English National Ballet turns 60 next week, and nowadays just enduring has to be enough. Smelling of greasepaint and tour buses from the very first, it also smelled of stars - Alicia Markova and Anton Dolin who began it, Rudolf Nureyev and Natalia Makarova who created splendid productions for it, and extraordinary late-career performances by Lynn Seymour. Stars have been born in ENB too, even if they burst into full gleam elsewhere - Trinidad Sevillano, Tamara Rojo, and more than likely the young lad who is ENB’s latest find, Vadim Muntagirov, who danced last night in Cinderella . This Cinderella pops up in the flat part of summer just after the Bolshoi and in a dicky time for dance funding, but Michael Corder’s ballet is smart and well achieved, and serves the company very well for its opening salvo of celebrations. Better than that, it allows a further showing of the remarkably interesting new partnership of May and September between 20-year-old Muntagirov and 38-year-old Daria Klimentova, a partnership that might yet become something people will hurry to ENB specifically to see.

Muntagirov (pictured below right by Pedro Laperta/ENB) is a Perm and Royal Ballet School graduate of fine proportions, elegant intentions and a true communication with his ballerina, a genuine prince on stage. Klimentova, whose career had seemed to be flattening off without the stimulation of new rep or partners, looks like a ship that has found a sweet new wind. Her long-limbed body, always of great beauty in classical work, now bends and yields with a tender warmth and open emotion that lifts her from a pleasing and accomplished dancer to a considerable artist. As Cinderella her arms perfectly outline Corder’s poetic motif for her, the crescent moon, and her face registers shadows of private suffering.

Corder is no great characteriser, but he does know how to construct ballet architecture, and the Act Two ball is his work at its best. His decision to make the Stepsisters nasty, bullying girls, rather than curious travesti men, robs them of pathos and much of the potential comedy, but last night’s performers, Sarah McIlroy and Adela Ramirez, know these roles inside-out and milk them of every conceivable flounce and sulk.

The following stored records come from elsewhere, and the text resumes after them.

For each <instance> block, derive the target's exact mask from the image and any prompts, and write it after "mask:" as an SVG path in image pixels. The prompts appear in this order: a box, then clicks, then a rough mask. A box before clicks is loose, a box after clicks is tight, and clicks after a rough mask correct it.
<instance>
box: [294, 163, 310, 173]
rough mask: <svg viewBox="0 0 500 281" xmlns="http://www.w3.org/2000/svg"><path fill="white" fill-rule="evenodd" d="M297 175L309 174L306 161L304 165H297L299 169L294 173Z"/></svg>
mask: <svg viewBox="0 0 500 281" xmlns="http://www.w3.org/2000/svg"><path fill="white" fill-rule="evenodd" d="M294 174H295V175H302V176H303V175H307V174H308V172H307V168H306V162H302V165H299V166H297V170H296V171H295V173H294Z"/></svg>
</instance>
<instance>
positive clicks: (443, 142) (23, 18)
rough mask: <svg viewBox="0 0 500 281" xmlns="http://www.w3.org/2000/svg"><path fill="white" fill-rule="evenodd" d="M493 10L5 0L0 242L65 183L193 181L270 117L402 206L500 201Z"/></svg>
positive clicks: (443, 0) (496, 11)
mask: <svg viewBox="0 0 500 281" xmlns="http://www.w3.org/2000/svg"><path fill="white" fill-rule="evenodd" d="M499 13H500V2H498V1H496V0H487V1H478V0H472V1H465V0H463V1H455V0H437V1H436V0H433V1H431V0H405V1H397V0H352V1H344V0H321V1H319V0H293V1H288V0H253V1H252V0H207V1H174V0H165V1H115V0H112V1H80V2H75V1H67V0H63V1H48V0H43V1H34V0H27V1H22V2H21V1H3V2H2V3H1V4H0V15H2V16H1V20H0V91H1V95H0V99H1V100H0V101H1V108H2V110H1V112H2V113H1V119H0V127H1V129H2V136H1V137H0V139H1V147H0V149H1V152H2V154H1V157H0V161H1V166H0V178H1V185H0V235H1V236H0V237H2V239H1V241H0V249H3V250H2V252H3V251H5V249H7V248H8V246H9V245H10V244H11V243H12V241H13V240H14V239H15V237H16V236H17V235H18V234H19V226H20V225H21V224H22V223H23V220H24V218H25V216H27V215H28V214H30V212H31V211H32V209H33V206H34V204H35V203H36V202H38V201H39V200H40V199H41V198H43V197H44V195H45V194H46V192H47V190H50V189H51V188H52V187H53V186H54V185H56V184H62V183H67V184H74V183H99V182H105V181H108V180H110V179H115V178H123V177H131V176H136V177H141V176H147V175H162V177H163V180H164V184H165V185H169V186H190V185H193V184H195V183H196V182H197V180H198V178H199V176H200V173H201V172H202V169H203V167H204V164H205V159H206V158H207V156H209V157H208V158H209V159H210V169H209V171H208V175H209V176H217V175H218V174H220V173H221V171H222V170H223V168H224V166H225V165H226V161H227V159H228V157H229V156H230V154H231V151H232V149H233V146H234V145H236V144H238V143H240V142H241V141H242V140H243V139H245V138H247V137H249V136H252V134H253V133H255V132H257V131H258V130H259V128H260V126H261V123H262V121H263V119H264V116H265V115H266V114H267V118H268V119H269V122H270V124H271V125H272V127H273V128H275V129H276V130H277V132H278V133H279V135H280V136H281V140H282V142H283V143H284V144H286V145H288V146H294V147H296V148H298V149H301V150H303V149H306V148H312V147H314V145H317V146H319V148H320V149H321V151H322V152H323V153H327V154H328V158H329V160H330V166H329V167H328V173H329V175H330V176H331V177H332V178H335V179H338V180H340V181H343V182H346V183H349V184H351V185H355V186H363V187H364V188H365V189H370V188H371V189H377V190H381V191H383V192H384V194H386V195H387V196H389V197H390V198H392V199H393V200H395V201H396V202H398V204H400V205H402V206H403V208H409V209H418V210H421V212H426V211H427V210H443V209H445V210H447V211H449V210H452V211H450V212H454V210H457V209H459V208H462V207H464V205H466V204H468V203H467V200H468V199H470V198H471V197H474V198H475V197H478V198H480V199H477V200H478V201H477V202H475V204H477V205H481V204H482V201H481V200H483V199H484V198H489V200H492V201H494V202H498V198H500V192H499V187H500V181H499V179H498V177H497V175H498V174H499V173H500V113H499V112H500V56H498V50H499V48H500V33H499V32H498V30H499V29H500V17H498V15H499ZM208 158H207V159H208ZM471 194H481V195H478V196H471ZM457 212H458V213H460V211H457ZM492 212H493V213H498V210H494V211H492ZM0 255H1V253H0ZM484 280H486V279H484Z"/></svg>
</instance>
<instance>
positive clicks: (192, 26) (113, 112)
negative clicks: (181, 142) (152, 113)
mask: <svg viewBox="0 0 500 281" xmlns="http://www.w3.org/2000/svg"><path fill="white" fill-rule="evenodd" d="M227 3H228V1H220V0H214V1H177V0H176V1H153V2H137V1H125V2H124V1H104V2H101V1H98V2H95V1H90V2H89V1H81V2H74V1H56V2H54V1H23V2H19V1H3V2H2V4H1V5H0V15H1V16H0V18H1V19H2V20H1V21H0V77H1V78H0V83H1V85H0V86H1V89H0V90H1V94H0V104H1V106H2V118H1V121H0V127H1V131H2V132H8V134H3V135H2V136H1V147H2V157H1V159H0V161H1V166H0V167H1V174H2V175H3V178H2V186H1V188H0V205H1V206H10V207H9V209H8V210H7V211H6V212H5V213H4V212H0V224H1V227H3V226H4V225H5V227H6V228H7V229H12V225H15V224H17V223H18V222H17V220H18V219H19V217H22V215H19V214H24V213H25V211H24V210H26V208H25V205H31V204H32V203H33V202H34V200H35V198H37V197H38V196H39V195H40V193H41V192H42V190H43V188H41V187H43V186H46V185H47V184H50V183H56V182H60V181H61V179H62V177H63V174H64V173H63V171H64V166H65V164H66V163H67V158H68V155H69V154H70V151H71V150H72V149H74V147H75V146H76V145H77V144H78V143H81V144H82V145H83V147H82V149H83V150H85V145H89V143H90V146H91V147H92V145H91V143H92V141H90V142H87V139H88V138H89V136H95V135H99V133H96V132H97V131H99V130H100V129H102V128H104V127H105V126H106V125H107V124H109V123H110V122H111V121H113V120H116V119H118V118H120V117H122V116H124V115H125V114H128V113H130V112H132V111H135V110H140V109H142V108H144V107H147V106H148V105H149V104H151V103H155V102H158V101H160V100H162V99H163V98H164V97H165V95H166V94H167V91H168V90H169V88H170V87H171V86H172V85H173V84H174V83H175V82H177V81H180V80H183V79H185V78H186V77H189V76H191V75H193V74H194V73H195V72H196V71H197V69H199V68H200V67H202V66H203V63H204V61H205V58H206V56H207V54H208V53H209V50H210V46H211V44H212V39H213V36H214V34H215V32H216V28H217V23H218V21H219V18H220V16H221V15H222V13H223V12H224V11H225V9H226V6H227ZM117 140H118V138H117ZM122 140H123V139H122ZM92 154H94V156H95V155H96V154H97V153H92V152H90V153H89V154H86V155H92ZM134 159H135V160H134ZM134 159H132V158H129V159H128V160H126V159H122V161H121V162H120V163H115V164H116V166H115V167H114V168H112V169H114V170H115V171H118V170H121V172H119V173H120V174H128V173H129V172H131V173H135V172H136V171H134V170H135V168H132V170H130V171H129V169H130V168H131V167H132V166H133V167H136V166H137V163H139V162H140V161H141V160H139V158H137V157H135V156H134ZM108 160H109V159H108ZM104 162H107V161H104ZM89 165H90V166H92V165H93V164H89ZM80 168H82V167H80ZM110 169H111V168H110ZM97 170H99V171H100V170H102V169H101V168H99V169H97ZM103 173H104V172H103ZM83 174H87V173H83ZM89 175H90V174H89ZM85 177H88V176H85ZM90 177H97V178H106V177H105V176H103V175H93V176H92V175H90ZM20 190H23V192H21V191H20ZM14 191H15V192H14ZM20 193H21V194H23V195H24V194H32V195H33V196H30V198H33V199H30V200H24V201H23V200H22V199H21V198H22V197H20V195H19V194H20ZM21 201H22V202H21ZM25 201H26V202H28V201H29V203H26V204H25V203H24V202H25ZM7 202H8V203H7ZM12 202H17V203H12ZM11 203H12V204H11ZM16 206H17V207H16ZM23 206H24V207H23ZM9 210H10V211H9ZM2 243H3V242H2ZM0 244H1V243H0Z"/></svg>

The late David Walkers designs are staid and skimp on magic in Act One; the ball scene, though, all ink-blue and chandeliers, is vastly better, and allows Cinderella to arrive in her silvery tutu like the full moon in the night, sailing in on the arms of fairy attendants. From that point on Corder has a purple patch of choreography, layering the ranks of courtiers, fairies, stepsisters in fluidly expressive classical hierarchy, capped by an aristocratic and very lovely pas de deux for Cinderella and the Prince which Klimentova and Muntagirov polished into a transport of love.

Other areas fare less well, the over-politeness of Act One, particularly of the Fairy Seasons, Fairy Godmother (the sweet Begona Cao) and a disappointing Waltz of the Stars and climax (no pumpkin, no transformation). Act Three is too long, with a muddle of the Prince doing the rounds of strange women as he searches for Cinderella - a dramatic problem in every Cinderella except Ashton’s, where he cheerfully took shears to it.